Question

Using Biopython Entrez With Gene Name To Get Fastq

0

Entering edit mode

12.0 years ago

StudentOfScience • 0

This is what I want to do. I have a list of gene names for example: [ITGB1, RELA, NFKBIA] Looking up the help in biopython and tutorial for API for entrez I came up with this:

x = ['ITGB1', 'RELA', 'NFKBIA']
for item in x:
    handle = Entrez.efetch(db="nucleotide", id=item ,rettype="gb")
    record = handle.read()
    out_handle = open('genes/'+item+'.xml', 'w') #to create a file with gene name
    out_handle.write(record)
    out_handle.close

But this keeps erroring out. I have discovered that if the id is a numerical id (although you have to make it in to a string to use, '186972394' so:

handle = Entrez.efetch(db="nucleotide", id='186972394' ,rettype="gb")
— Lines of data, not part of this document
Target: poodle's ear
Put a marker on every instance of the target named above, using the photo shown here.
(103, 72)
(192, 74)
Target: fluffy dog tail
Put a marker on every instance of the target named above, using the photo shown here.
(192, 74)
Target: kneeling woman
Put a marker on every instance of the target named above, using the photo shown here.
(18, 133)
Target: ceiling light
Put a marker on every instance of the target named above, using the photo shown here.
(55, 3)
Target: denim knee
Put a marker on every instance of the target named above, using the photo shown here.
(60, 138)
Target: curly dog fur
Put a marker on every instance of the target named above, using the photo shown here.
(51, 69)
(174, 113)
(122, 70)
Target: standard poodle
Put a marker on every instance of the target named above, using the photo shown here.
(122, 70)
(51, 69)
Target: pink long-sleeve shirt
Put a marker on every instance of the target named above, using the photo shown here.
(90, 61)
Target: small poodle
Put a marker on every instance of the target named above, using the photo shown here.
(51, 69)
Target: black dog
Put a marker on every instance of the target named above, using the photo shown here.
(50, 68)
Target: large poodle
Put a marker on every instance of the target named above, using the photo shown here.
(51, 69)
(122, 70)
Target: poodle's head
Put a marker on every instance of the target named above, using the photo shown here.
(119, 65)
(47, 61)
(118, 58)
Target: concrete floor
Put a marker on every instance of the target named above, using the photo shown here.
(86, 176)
This gets me the info I want which includes the sequence.

So now to the Question:

How can I search gene names (cause I do not have id numbers) or easily convert my gene names to ids to get the sequences for the gene list I have.

I have also tried:

x = 'RELA'

handle = Entrez.efetch(db="nucleotide", id=x ,rettype="gb")

errors our HTTP Error 400: Bad Request because it is expecting a string of a number for id

handle = Entrez.esearch(db="nucleotide",term=x)
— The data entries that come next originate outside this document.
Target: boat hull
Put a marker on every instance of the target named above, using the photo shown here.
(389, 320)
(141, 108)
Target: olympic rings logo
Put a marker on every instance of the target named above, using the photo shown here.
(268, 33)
returns nothing,.. debugging shows it did not find anything

handle =  Entrez.esearch(db="nucleotide",term="Homo[Orgn] AND RELA[Gene]")

returns a list of IDS, and the first one is what I want but if I do this, I am sure you will not like it because it does not guarantee that the ID is actually what I want and not just the first of IDs in a list every time I query the search engine.

Thx

entrez biopython python fastq • 5.9k views

ADD COMMENT • link updated 12.0 years ago by Istvan Albert 102k • written 12.0 years ago by StudentOfScience • 0

2

Entering edit mode

This is really an entrez question rather than a Biopython one - you're trying to find an entrez term that limits you to a particular record for each id. Check out these tips for getting only sequences in refseq, and use biomol_genomic[PROP] to get rid of mRNAs

ADD REPLY • link 12.0 years ago by David W 4.9k

1

Entering edit mode

FASTQ ? are you sure you want to get a FASTQ ?
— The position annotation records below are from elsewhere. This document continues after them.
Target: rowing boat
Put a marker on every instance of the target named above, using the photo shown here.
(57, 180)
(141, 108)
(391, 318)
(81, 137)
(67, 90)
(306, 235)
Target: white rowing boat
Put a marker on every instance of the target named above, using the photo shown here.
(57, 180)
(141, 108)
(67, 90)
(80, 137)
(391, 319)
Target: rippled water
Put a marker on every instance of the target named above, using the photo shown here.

ADD REPLY • link 12.0 years ago by Pierre Lindenbaum 164k

score 0 · Answer 1 · 2012-11-26

Since you seem to be looking for human gene names I think your best bet will be to query HGNC and extract the gene ids from their output.

A tutorial can be found here

I think Biomart will also permit you to connect a human gene name to an id. (I don't have experience with but other Biomart related post on this site might be helpful)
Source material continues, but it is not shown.